Questa prima campagna ha lo scopo di predisporre l’area con il taglio degli alberi e la demolizione della porzione di edificio più interna al cortile, dove avevano sede il bar e le sale attigue, che negli anni avevano ospitato le più svariate attività, nonché i camerini del teatro e la casa del vicario al piano superiore. I lavori non pregiudicheranno né la viabilità cittadina né la fruizione del parcheggio adiacente.
Successivamente si procederà alla demolizione del volume sulla strada, di cui verrà data comunicazione vista l’incidenza sulla vita cittadina; quindi, all’edificazione del complesso dando pieno compimento alla riqualificazione dell’area secondo un progetto in cui hanno profondamente creduto BCC, con un’entusiastica raccolta di fondi, Fondazione Cariplo e, soprattutto, con attribuzione di un cospicuo contributo, Regione Lombardia.
«Seppure in sordina, l’imminente inizio dei lavori è segno tangibile di quanto si è fatto in questi anni e ne costituisce il primo evidente risultato, cominciando a rispondere ad un’urgente attesa della comunità olgiatese» il commento dalla parrocchia di Olgiate Comasco.

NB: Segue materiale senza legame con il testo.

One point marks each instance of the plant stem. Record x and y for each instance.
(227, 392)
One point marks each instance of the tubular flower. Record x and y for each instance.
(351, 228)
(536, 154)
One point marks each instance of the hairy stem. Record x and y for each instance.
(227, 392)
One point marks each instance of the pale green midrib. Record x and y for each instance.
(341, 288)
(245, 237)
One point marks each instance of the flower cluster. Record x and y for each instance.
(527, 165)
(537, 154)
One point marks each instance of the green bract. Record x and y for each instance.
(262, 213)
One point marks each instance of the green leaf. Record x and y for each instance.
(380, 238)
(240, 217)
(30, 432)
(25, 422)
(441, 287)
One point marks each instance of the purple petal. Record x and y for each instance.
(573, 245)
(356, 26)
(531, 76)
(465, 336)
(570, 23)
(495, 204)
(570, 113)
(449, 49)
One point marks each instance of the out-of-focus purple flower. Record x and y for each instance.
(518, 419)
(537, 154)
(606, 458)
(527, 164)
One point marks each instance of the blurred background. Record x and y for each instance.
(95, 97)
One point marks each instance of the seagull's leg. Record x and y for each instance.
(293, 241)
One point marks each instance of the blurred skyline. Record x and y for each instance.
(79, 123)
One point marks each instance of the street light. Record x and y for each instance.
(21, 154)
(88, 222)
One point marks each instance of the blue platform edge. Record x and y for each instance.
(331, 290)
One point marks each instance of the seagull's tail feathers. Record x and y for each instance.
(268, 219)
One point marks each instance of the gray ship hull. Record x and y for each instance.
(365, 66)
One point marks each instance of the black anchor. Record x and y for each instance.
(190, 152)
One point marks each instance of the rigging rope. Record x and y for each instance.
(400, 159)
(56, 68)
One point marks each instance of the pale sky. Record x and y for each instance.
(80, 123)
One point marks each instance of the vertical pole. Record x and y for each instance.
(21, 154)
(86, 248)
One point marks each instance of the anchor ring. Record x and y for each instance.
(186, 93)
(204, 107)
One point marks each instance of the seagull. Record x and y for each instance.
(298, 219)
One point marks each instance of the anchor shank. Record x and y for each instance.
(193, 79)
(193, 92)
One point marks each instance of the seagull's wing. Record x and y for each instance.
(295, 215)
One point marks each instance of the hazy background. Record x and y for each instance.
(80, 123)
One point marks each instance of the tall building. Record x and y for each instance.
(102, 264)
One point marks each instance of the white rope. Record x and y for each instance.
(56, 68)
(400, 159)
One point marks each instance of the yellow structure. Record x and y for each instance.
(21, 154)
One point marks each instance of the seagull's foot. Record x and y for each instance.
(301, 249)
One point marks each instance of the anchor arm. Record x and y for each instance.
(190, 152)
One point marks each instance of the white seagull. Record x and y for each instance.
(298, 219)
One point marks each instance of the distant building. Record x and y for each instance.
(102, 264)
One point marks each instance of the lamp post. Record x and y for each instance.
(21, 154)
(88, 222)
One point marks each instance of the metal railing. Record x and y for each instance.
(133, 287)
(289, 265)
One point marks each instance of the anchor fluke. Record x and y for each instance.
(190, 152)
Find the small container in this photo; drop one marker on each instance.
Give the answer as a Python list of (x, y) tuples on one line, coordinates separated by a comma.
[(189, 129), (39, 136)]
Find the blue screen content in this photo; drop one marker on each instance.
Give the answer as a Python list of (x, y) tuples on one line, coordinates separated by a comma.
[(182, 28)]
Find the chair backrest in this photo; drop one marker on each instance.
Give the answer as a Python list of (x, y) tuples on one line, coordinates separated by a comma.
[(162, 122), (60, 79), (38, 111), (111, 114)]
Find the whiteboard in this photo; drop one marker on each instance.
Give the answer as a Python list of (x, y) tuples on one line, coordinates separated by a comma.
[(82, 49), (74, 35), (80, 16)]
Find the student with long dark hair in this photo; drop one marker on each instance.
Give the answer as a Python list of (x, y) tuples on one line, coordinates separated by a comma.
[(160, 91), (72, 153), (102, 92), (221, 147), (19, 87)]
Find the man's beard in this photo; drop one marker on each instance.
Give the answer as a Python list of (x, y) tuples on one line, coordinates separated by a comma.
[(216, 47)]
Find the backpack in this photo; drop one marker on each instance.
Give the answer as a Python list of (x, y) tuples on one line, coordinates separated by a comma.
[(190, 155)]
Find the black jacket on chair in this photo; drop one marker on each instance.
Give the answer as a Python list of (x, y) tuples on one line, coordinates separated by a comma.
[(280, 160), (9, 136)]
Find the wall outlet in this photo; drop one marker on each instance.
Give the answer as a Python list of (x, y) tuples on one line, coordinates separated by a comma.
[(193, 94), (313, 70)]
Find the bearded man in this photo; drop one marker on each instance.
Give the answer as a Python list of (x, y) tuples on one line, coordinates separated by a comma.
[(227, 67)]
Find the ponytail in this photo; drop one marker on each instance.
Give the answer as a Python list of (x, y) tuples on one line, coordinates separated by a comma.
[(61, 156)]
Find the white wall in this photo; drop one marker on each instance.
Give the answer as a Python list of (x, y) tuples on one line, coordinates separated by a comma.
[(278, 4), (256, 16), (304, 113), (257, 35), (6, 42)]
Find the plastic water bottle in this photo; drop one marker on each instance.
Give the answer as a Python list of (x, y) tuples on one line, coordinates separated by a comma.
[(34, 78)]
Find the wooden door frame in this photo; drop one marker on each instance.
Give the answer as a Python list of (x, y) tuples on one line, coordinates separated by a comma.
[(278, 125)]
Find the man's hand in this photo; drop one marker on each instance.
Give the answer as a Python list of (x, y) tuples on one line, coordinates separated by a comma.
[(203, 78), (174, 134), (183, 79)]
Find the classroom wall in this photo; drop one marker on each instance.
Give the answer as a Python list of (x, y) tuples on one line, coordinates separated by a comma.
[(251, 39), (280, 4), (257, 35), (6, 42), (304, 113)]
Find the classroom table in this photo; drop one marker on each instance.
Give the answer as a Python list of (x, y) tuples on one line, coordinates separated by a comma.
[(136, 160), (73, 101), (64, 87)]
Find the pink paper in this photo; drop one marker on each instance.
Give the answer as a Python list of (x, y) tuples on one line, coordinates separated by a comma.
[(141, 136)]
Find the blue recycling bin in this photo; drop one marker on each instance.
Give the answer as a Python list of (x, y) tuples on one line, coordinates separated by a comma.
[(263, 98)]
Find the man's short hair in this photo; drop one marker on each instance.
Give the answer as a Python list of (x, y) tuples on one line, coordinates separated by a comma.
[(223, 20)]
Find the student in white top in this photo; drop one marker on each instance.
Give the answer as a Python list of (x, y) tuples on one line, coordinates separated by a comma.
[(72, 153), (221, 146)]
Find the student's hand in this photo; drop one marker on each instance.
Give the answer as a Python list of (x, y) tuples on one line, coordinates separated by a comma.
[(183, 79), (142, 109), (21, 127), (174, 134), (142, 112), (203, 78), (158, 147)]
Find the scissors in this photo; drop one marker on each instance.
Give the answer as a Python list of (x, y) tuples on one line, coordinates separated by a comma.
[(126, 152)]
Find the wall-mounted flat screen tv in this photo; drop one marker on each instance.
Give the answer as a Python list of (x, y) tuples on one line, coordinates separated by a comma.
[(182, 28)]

Nei giorni scorsi, dopo aver preso contatto con la competente Soprintendenza, è stato effettuato un sopralluogo con l’archeologo, il quale ha apprezzato la riqualificazione degli spazi destinati alla gioventù di Olgiate Comasco, che presenzierà allo scavo per le nuove fondazioni. Come noto, i lavori preludono alla realizzazione del nuovo oratorio di Olgiate Comasco, lavori che prevedono la realizzazione di un nuovo immobile, a basso impatto ambientale costituito da spazi polifunzionali dedicati alle attività pastorali, da progettare e realizzare con il coinvolgimento della comunità e delle associazioni locali, e all’accoglienza delle persone in situazione di particolare fragilità. Opera rientrante nei progetti emblematici riconosciuti da Fondazione Cariplo come interventi di alto valore per le comunità locali, in grado di portare un reale e concreto cambiamento al benessere delle persone, per cui ha stanziato 1 milione di euro.
L’ammontare completo dell’opera è stimato attorno ai 3,5 milioni di euro, ma la cifra precisa è ancora da definirsi nel caso dalla Conferenza episcopale italiana arrivino eventuali richieste di modifica al progetto originario.